The government wants returnees to head for rural areas, not Kabul - where the population has swollen to about 3 million, more than double what it was before the Taliban's fall. Most homes lack electricity and running water.

A UNHCR survey has identified about 1,400 families squatting in 43 locations in the city. But Deputy Mayor Habibullah Aghari estimates about 500,000 refugees are in Kabul, mostly living in schools, ruined buildings, relatives' homes and tents.

The 78 families who stay in the derelict Saudi-owned shoe factory are from all corners of the country. Some say they fled the Taliban, some fighting between warlords, others drought.

"There were 98 families at first, but 20 have gone back to Iran or Pakistan," said Olor, one of the residents. "They said we have no food, no power, no water, no job, that these are not conditions fit for human beings."

"I have no money to go back," he added.

Olor said he was wary of going to his home in the central province of Bamiyan, so he settled instead in Kabul, with about $70 in cash and 150 pounds of flour from the UNHCR.

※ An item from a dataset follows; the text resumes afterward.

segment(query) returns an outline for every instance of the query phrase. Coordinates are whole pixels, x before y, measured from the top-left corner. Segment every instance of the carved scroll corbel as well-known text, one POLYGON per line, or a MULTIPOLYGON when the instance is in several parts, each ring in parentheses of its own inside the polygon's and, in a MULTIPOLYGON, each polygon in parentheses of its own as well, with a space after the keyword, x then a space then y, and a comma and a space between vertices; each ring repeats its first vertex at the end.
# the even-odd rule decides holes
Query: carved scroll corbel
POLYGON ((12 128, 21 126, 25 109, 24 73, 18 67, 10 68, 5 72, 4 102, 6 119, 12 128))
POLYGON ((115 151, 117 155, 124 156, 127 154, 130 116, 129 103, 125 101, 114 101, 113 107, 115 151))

Residents of the building said at least two children had died recently in falls from upper-story balconies and two others died from illness. They said schools won't accept youngsters of families living in the ruins, arguing they are refugees and will soon be moving on.

Olor earns about 80 cents a day doing simple carpentry. His family sleeps in a bleak, third-story room with a tarp over one of the two frameless windows. They eat beans and bread for dinner, leftover bread for breakfast. They don't have lunch.

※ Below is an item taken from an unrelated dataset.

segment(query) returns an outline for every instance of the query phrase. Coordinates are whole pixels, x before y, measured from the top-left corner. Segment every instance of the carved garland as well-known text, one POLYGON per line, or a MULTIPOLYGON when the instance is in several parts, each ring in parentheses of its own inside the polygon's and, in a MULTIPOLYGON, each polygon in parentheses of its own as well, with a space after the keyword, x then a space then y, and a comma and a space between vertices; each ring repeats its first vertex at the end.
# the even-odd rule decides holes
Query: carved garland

He dreams of renting a proper house, but even the most basic two-room shelter now costs $30 a month. Since the Taliban were ousted, property and food prices have shot up - partly due to the arrival of international aid workers and peacekeepers. A pound of beef costs nearly $1.40, five times more than two years ago.

To make matters worse for Olor, the building's owner is talking of evicting the families, even though winter is coming, so he can rebuild his factory.

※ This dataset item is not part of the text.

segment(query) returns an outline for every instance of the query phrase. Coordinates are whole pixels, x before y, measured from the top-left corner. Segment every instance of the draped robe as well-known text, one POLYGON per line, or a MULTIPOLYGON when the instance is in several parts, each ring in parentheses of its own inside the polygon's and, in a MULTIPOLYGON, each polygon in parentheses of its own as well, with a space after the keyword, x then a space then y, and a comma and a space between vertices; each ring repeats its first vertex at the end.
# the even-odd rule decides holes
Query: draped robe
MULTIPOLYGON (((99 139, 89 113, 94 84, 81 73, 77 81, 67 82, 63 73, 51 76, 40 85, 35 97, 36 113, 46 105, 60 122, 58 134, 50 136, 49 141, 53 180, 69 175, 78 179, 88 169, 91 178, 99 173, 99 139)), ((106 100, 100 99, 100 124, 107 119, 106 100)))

The flow of returning refugees - drawn by optimism that the U.S.-backed government of President Hamid Karzai could bring peace and prosperity - slowed dramatically this year. Many of the returnees now view Karzai's government as serving the rich and doing little for the poor.

Aghari, the deputy mayor, said the municipal construction department has prepared plans for cheap housing and is ready to allocate land for 10,000 people, mainly widows, orphans and amputees. UNHCR has focused on building homes for refugees settling in the provinces, but has said it will also repair 30 abandoned public buildings to house returnees and help build 1,500 houses in Kabul.

But Aghari warns that unless more foreign support arrives, crisis looms in the subzero temperatures of winter.

"Last winter we supplied returnees and refugees and poor with tents and charcoal, but that's not good enough," he said. "If the international community fails to provide aid, we will have a humanitarian disaster during this winter."
----------------------------
This story can be found at: http://ap.tbo.com/ap/breaking/MGAQQ0ACLKD.html
0 Replies
 
hobitbob
 
  1  
Reply Sun 14 Sep, 2003 02:11 pm
Wasn't one of the Halliburton subsidiaries supposed to undertake police training?
0 Replies
 
au1929
 
  1  
Reply Sun 14 Sep, 2003 05:57 pm
BBB
This is an amazing story. It points up the long history of the US abandoming the people it promised to rescue.

You will have to explain that to me who is abandoning who? From what I read in the article I would say he US is doing it right. You it would seem are looking for instant miracles. Rome was not built in a day and the ills of 30 years cannot be corrected in a day.
0 Replies
 
au1929
 
  1  
Reply Sun 14 Sep, 2003 06:03 pm
Regarding the article related to Afghanistan. I can only ask why were they so quick to return. Did they expect that the Americans would supply manner from heaven? I am sure we are doing what we can to help these people but we are certainly not responsible for their plight.